After a flurry of speculation over the weekend around Tesco’s latest ‘store simplification’ plan, the news was nothing like as drastic as first appeared, at least not for the counters. In-store bakeries are all staying. And only 90 meat counters have been axed, just over 10%.

That shows Tesco’s counter strategy is more thoughtful than the weekend reports suggested. And that’s to be expected. To axe them all would have been extraordinary. Counters provide much-needed differentiation, theatre and disruption to the relentless aisles. In-store bakeries in particular have been a lucrative and growing source of revenue. And counters are for many the only real face of a supermarket these days, as so many till assistants are replaced with self-checkout terminals.
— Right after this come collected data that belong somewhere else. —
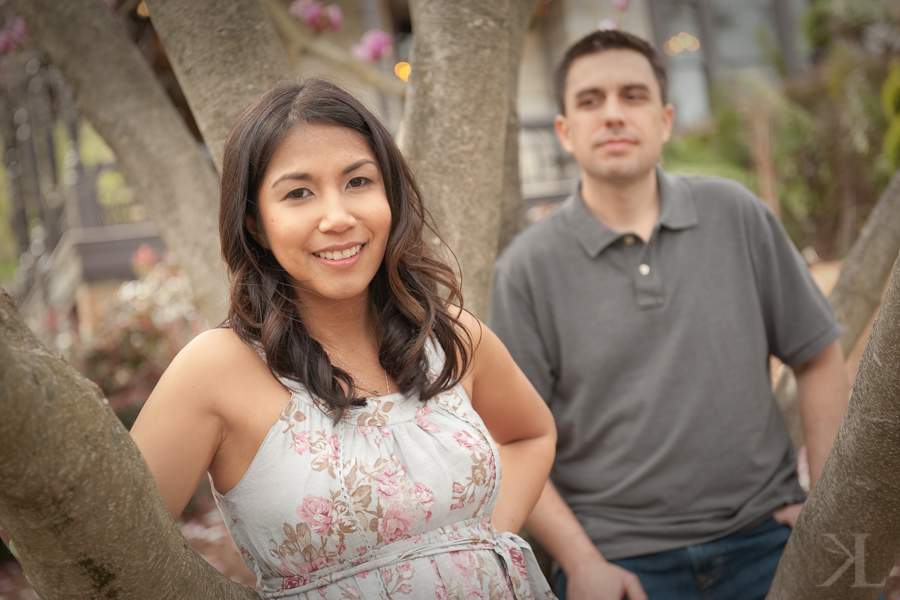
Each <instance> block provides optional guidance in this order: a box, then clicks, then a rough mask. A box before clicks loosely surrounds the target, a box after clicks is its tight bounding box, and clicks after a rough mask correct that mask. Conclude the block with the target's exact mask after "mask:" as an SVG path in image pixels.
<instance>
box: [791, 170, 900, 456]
mask: <svg viewBox="0 0 900 600" xmlns="http://www.w3.org/2000/svg"><path fill="white" fill-rule="evenodd" d="M897 252H900V171H898V172H897V173H895V174H894V176H893V178H892V179H891V181H890V183H889V184H888V186H887V188H885V190H884V192H883V193H882V194H881V198H879V199H878V203H877V204H876V205H875V207H874V208H873V209H872V212H871V214H870V215H869V218H868V219H867V220H866V225H865V227H863V230H862V233H860V235H859V238H857V240H856V243H854V244H853V247H852V248H851V249H850V252H849V253H848V254H847V258H845V259H844V264H843V266H842V267H841V274H840V276H839V277H838V281H837V283H836V284H835V286H834V289H833V290H832V292H831V295H830V296H829V298H828V301H829V302H830V303H831V308H832V309H833V310H834V314H835V317H837V320H838V322H839V323H840V324H841V325H842V326H843V327H844V332H843V333H842V334H841V348H843V350H844V355H845V356H846V355H847V354H849V353H850V351H851V350H853V347H854V346H855V345H856V342H857V340H859V336H860V335H861V334H862V332H863V330H864V329H865V327H866V325H867V324H868V323H869V320H870V319H871V318H872V315H873V314H874V313H875V310H876V309H877V308H878V304H879V302H881V293H882V291H883V290H884V283H885V281H887V278H888V275H889V274H890V272H891V265H892V264H893V257H895V256H897ZM775 397H776V398H777V399H778V404H779V406H780V407H781V410H782V412H783V413H784V418H785V421H786V422H787V424H788V429H789V430H790V432H791V438H792V439H793V440H794V444H795V445H796V446H797V448H800V447H801V446H803V444H804V440H803V426H802V422H801V420H800V409H799V407H798V406H797V384H796V382H795V381H794V374H793V372H792V371H791V370H790V369H785V371H784V374H783V375H782V376H781V379H780V380H779V381H778V385H777V386H776V387H775Z"/></svg>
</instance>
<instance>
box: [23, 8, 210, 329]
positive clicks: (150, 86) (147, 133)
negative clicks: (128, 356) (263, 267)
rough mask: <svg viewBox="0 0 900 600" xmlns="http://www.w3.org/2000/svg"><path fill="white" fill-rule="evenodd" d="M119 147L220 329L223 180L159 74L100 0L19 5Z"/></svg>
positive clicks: (165, 232)
mask: <svg viewBox="0 0 900 600" xmlns="http://www.w3.org/2000/svg"><path fill="white" fill-rule="evenodd" d="M10 4H11V6H12V9H13V10H14V11H16V13H18V14H20V15H21V16H22V17H23V18H24V19H25V21H26V23H27V24H28V28H29V30H30V32H31V34H32V35H33V36H34V38H35V40H36V41H37V43H38V45H39V46H40V47H41V49H42V50H43V51H44V52H45V53H46V55H47V58H48V59H49V60H50V62H52V63H53V65H54V66H56V68H57V69H59V71H60V72H61V73H62V75H63V77H64V78H65V80H66V83H67V84H68V85H69V87H70V88H71V90H72V91H73V93H74V96H75V101H76V103H77V105H78V109H79V111H80V112H81V114H82V115H84V116H85V117H86V118H87V119H88V120H89V121H90V122H91V124H92V125H93V126H94V129H96V130H97V132H98V133H99V134H100V135H101V136H102V137H103V139H104V140H106V143H107V144H109V146H110V147H111V148H112V150H113V152H114V153H115V155H116V158H117V160H118V162H119V166H120V167H121V168H122V171H123V173H124V174H125V177H126V178H127V179H128V181H129V182H130V183H131V185H132V186H134V188H135V190H136V191H137V194H138V196H139V197H140V199H141V201H142V202H143V203H144V205H145V206H146V207H147V209H148V211H149V213H150V215H151V216H152V218H153V220H154V222H155V223H156V225H157V228H158V230H159V232H160V235H161V236H162V238H163V239H164V240H165V242H166V245H167V246H168V247H169V249H170V250H172V251H173V252H174V253H175V255H176V256H178V259H179V261H180V264H181V266H182V267H183V268H184V269H185V271H186V272H187V274H188V277H189V278H190V281H191V287H192V288H193V291H194V297H195V300H196V302H197V305H198V306H199V307H200V309H201V310H202V311H203V313H204V315H205V316H206V317H207V319H209V321H210V322H211V323H218V322H219V321H220V320H221V319H222V317H223V316H224V314H225V303H224V300H225V297H226V286H225V275H224V273H225V271H224V265H223V263H222V261H221V259H220V258H219V243H218V235H217V223H216V218H215V216H216V214H217V210H216V206H217V197H218V177H217V175H216V172H215V170H214V169H213V166H212V164H211V163H210V161H209V159H208V158H207V156H206V155H205V154H204V152H203V150H202V148H201V147H200V146H199V145H198V144H197V142H196V140H194V138H193V136H192V135H191V133H190V131H188V129H187V126H186V125H185V124H184V122H183V120H182V119H181V117H180V115H179V114H178V112H177V110H176V109H175V107H174V106H173V105H172V103H171V101H170V100H169V99H168V97H166V95H165V93H164V92H163V90H162V87H161V86H160V85H159V83H158V82H157V81H156V77H155V75H154V74H153V71H152V70H151V69H150V67H149V65H148V64H147V62H146V61H145V60H144V59H143V57H142V56H141V55H140V54H139V52H138V50H137V48H136V47H135V46H134V44H132V43H131V41H130V40H129V39H128V38H127V37H126V36H125V32H124V30H123V28H122V26H121V24H119V23H118V22H117V21H116V17H115V15H113V14H112V13H111V12H110V11H109V10H108V9H107V8H106V6H105V5H104V4H103V2H100V1H99V0H10Z"/></svg>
Opinion: Tesco counter-cutting move is ruthless but right for business

So Tesco won’t have taken even its more considered moves lightly. But there’s no getting away from the fact that many counters aren’t as busy or cost-effective as they once were. Or that Aldi and Lidl and Asda are doing OK without them. As Tesco UK CEO Jason Tarry suggested, some customers have less time available to shop. But there are lots of reasons for the decline. Some people don’t want cooking advice, or bespoke cuts, or staff interaction, or to try little samples, or to take their shopping home in their own Tupperware container. Some don’t want to watch a meat carcase being sawed or hacked or sliced. They want their goods prepared in hermetically sealed plastic. Counter food also tends to be more expensive. And then there’s the embarrassment and stress of asking for a slice of something only to discover it’s more expensive than anticipated.
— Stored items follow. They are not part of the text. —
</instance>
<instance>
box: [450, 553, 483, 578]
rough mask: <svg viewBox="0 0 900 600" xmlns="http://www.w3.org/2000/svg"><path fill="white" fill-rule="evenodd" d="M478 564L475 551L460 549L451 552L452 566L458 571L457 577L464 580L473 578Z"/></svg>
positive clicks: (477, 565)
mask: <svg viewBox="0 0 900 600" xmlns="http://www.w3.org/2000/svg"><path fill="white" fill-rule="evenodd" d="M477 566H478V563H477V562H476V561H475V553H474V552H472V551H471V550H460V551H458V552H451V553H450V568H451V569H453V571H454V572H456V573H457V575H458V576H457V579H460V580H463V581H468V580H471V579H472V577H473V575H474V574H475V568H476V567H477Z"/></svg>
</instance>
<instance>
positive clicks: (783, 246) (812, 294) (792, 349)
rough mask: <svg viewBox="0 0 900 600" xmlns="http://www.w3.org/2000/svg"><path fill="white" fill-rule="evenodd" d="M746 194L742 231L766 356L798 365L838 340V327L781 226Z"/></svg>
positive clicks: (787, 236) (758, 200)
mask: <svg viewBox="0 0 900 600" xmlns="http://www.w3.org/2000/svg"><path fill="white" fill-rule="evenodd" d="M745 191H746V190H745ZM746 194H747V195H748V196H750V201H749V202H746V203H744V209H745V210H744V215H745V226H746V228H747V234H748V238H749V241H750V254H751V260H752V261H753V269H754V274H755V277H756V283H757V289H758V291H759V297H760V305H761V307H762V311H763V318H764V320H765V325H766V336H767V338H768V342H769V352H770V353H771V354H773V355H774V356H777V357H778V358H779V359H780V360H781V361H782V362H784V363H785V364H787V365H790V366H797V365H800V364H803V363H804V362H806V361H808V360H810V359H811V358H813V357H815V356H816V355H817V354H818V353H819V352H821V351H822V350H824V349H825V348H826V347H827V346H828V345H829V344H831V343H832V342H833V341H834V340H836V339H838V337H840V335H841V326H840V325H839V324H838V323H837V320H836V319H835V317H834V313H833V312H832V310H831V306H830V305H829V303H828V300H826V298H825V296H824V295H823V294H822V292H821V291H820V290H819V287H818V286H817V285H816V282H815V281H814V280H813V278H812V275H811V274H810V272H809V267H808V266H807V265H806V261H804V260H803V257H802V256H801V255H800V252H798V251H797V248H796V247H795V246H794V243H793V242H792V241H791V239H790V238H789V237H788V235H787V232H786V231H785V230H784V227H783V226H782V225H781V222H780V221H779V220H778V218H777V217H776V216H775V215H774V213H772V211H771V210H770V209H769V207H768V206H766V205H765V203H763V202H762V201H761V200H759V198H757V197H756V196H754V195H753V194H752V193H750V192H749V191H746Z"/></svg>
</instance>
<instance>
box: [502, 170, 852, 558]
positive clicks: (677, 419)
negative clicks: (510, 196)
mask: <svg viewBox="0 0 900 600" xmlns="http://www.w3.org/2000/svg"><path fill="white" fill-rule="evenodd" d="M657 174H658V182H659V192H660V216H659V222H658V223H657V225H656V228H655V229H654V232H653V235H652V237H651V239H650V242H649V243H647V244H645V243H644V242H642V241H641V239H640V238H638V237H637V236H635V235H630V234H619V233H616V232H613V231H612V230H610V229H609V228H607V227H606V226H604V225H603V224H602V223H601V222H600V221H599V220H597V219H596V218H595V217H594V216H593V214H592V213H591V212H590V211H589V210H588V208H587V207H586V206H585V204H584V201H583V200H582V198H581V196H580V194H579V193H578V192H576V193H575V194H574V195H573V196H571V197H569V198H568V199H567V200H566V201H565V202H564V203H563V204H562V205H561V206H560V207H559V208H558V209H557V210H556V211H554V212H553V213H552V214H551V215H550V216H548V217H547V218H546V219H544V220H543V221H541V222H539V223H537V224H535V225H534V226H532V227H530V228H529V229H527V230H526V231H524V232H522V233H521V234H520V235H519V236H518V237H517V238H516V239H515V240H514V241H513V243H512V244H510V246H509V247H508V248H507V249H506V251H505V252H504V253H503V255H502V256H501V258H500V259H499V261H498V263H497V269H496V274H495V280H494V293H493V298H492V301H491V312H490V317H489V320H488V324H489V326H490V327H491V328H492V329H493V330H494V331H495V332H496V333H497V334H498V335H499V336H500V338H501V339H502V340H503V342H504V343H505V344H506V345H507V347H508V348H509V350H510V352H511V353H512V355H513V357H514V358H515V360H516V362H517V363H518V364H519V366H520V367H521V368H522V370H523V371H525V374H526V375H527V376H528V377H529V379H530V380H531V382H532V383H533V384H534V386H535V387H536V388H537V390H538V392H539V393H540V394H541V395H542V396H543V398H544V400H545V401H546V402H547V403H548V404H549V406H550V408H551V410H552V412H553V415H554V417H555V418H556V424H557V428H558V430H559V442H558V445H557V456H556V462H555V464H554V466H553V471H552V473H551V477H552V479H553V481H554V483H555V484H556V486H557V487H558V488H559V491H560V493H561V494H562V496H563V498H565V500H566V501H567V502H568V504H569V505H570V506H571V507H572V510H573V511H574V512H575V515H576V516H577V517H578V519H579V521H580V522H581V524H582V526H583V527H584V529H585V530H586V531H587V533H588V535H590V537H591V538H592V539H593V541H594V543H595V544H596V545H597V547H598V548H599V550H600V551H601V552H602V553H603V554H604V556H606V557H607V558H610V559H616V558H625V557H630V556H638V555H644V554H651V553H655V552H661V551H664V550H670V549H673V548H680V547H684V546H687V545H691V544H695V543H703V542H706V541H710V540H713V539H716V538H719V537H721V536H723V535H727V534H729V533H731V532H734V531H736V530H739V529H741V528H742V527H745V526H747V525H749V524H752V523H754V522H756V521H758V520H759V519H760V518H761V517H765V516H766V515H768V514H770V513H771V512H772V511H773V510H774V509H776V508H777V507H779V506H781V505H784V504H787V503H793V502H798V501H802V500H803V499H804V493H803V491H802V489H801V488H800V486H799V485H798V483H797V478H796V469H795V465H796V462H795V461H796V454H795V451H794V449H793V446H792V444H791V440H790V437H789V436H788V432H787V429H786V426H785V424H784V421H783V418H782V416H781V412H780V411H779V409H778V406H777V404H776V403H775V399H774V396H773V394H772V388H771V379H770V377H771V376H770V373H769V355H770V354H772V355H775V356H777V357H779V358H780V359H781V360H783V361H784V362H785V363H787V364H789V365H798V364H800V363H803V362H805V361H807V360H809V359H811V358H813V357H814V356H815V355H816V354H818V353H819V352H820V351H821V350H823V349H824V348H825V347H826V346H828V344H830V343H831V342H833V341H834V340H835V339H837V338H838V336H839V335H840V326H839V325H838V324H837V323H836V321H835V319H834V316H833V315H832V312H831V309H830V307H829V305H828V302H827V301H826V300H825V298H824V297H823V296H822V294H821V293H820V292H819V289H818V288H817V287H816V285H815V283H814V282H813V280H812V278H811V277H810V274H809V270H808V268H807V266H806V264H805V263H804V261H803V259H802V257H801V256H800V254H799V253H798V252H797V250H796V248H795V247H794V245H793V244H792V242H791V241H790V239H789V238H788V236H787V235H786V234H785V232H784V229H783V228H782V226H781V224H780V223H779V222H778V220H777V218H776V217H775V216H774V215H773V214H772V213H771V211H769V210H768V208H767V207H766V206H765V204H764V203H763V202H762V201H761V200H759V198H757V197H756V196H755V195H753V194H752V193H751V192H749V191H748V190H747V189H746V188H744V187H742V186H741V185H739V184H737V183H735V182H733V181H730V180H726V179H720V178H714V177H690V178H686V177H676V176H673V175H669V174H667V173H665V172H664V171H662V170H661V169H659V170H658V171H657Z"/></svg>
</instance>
And there’s one other factor Tesco didn’t mention. Some food counters are failing because they’re seriously boring, or with staff offering terrible customer service. But as a counterfactual to that there are also some great counter-style executions that work really well. In-store sushi concessions are acting as quasi-counters. A free-from pizza counter at a Morrisons in Guiseley had customers travelling from as far as 45 minutes away. And Sainsbury’s, just this week, launched a Mexican counter at its Balham store. The supermarket counter is dead. Long live the supermarket counter.